The optimistic scenario assumes the Strait of Hormuz is fully reopened, sanctions against Iran are gradually eased, and OPEC+ production returns to pre-crisis levels. In this case, Brent could retreat to the $80-90 range by the end of 2026.

The pessimistic scenario considers the ceasefire collapsing, Iran resuming the Strait blockade, and military escalation returning. In this case, Brent could easily surpass $150 again, with devastating consequences for the global economy.

The intermediate scenario — considered most likely by many analysts — involves gradual but incomplete normalization.
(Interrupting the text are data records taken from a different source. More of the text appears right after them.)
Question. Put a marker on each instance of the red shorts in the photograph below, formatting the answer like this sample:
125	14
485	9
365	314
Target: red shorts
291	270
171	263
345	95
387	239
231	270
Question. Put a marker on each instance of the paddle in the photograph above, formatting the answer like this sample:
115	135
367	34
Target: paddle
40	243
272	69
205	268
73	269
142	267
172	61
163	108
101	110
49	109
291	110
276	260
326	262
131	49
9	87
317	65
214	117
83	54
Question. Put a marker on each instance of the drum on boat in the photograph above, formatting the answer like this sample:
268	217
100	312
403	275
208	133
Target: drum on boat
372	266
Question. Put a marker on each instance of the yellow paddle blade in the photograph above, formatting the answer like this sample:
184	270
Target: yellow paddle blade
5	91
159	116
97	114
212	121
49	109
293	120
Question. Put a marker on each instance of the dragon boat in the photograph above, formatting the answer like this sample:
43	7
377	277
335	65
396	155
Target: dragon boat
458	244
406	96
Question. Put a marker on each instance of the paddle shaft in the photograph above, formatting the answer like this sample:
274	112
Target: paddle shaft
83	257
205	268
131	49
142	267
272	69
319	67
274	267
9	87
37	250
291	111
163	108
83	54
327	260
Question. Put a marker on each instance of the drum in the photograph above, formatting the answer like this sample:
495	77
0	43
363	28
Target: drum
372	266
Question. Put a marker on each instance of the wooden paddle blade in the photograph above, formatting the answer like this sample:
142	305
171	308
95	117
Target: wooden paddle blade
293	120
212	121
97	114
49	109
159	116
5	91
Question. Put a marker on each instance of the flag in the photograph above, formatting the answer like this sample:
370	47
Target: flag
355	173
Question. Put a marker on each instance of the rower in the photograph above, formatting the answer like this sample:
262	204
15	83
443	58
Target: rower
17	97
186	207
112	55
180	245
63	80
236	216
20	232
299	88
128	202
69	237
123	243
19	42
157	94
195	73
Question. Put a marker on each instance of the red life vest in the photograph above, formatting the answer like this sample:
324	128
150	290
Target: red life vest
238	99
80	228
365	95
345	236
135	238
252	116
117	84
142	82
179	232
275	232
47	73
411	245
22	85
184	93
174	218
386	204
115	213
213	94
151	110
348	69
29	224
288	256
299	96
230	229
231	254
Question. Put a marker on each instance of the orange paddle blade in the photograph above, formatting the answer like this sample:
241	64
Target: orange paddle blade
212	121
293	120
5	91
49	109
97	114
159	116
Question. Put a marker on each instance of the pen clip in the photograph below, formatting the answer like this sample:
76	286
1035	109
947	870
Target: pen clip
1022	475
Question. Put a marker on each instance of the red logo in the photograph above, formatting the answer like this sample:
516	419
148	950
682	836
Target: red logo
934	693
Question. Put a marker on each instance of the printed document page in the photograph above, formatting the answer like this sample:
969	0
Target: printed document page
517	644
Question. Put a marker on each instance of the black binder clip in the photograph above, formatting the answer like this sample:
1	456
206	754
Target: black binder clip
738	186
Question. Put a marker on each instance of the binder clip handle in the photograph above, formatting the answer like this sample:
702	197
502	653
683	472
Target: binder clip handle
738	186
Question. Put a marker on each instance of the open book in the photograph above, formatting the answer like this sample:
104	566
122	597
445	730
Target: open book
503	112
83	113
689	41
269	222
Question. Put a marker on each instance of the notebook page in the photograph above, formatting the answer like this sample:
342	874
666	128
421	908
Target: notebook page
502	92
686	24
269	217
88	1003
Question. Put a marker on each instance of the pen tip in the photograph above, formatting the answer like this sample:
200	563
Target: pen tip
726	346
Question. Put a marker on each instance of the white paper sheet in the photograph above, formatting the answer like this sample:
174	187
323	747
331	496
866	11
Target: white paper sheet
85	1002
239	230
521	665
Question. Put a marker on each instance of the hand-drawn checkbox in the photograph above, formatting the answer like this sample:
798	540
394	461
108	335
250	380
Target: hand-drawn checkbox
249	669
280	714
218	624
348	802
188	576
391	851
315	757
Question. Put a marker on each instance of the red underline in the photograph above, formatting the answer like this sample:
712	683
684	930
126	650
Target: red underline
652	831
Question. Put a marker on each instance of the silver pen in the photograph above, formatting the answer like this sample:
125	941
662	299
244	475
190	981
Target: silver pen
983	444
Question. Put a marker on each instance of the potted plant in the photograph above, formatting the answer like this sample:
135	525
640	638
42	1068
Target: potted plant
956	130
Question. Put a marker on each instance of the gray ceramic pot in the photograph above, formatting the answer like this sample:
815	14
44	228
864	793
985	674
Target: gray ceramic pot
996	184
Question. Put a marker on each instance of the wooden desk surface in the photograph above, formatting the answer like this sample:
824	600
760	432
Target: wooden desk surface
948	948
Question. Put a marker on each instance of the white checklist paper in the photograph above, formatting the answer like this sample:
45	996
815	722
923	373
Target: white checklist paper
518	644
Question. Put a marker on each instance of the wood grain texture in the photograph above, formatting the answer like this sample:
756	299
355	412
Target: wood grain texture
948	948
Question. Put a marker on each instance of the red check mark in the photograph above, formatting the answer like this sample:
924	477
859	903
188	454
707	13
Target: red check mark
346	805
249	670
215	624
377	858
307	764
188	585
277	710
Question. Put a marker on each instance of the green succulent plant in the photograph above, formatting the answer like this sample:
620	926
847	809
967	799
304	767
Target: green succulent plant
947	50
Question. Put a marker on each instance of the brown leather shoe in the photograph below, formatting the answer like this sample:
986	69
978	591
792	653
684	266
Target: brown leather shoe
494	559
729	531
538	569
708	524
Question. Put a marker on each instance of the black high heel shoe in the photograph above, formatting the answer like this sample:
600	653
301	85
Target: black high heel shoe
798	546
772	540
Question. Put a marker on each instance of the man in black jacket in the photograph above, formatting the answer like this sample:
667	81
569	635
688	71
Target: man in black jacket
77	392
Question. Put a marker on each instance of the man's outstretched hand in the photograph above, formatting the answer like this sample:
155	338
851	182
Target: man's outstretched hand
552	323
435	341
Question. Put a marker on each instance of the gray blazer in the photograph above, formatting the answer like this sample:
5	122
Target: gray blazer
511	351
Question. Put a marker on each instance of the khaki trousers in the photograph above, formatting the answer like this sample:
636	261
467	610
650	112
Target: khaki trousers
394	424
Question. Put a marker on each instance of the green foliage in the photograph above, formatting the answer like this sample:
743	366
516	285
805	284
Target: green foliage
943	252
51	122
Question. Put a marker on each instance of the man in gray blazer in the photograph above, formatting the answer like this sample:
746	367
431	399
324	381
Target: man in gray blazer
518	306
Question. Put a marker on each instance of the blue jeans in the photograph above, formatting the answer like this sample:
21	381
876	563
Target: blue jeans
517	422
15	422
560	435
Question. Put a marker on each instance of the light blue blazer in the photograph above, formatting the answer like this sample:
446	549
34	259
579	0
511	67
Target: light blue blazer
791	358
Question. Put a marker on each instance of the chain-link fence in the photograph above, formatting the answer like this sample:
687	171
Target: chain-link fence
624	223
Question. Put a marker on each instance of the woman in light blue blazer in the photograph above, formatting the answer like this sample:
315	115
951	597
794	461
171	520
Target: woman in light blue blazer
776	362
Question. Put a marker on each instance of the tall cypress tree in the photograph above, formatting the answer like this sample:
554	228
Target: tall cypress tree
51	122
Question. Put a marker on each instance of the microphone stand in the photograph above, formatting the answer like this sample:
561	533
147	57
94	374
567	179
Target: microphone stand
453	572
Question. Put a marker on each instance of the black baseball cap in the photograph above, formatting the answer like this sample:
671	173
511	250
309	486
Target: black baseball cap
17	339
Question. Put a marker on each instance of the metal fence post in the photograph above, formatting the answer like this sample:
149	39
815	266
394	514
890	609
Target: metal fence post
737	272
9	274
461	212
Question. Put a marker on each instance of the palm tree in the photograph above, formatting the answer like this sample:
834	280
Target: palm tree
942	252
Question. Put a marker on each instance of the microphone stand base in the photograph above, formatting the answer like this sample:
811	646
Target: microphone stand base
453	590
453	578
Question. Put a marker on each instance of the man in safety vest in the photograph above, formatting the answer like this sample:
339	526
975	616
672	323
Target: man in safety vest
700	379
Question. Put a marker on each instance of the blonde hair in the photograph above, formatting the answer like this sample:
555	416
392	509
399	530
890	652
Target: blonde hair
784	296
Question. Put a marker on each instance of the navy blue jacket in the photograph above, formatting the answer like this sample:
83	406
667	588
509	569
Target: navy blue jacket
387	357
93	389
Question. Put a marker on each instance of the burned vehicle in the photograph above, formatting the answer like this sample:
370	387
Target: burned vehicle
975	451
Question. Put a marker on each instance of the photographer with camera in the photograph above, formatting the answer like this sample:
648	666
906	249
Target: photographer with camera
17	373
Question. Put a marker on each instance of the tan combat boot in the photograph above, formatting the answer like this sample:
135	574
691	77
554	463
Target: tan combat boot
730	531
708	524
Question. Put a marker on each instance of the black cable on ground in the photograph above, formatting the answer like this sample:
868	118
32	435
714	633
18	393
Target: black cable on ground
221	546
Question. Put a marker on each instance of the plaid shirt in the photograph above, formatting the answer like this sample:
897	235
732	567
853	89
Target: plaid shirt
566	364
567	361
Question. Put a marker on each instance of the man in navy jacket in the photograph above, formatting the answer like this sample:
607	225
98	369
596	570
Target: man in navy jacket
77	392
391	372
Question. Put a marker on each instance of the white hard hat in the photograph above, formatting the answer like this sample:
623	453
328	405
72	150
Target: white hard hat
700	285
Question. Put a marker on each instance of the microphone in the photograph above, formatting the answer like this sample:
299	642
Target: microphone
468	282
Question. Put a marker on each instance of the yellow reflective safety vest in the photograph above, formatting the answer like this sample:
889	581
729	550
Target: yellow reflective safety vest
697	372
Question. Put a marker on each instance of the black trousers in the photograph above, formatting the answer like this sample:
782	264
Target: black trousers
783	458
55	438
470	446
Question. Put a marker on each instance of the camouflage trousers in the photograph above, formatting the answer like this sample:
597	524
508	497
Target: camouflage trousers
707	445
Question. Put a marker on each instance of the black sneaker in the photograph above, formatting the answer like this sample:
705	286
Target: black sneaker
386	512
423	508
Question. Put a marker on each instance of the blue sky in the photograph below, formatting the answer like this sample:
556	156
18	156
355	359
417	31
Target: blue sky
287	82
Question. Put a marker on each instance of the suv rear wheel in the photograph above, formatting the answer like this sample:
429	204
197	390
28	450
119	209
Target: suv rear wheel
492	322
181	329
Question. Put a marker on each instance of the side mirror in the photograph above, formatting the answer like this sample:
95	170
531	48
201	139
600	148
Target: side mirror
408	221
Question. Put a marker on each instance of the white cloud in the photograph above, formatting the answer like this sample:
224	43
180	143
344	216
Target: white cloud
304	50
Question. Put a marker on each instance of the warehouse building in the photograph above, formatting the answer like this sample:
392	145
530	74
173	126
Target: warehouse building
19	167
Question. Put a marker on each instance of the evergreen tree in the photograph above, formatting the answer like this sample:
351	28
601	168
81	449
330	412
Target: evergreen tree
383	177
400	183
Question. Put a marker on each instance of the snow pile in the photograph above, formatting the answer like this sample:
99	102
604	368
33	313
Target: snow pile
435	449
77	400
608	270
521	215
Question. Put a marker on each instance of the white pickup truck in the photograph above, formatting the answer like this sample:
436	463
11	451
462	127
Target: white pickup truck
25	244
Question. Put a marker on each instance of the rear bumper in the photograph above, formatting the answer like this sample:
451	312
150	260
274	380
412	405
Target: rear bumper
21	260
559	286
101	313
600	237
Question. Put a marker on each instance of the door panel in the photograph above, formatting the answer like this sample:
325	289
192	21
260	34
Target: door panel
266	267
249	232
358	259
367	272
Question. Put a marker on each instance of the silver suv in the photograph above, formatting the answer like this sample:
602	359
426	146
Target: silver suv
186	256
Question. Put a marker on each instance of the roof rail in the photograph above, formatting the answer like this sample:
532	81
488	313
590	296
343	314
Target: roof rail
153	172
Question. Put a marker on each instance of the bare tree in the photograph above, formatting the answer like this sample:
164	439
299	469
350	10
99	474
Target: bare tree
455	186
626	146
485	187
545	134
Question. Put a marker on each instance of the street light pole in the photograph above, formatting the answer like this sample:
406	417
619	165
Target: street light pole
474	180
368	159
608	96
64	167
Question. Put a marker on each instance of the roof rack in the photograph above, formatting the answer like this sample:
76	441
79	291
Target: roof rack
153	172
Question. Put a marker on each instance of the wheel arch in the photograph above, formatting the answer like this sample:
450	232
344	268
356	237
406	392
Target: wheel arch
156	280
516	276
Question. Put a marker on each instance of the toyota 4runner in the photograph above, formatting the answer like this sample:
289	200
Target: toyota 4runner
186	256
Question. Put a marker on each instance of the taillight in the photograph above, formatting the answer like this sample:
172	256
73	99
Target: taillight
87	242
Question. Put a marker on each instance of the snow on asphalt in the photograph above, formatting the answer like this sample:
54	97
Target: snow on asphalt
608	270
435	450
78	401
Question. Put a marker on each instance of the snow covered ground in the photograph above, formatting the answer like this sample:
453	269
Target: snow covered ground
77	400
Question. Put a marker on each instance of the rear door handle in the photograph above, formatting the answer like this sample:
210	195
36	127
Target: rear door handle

The Strait of Hormuz would be partially reopened, but with restrictions and inspections limiting flow. Prices would stabilize in the $90-110 range, above pre-crisis levels but below panic peaks.

The 2026 crisis also accelerated discussions about energy diversification. Countries that depended heavily on Persian Gulf oil intensified investments in renewable energy, nuclear power, and alternative hydrocarbon sources. The vulnerability exposed by the Strait of Hormuz closure served as a brutal reminder that energy security cannot depend on a single chokepoint.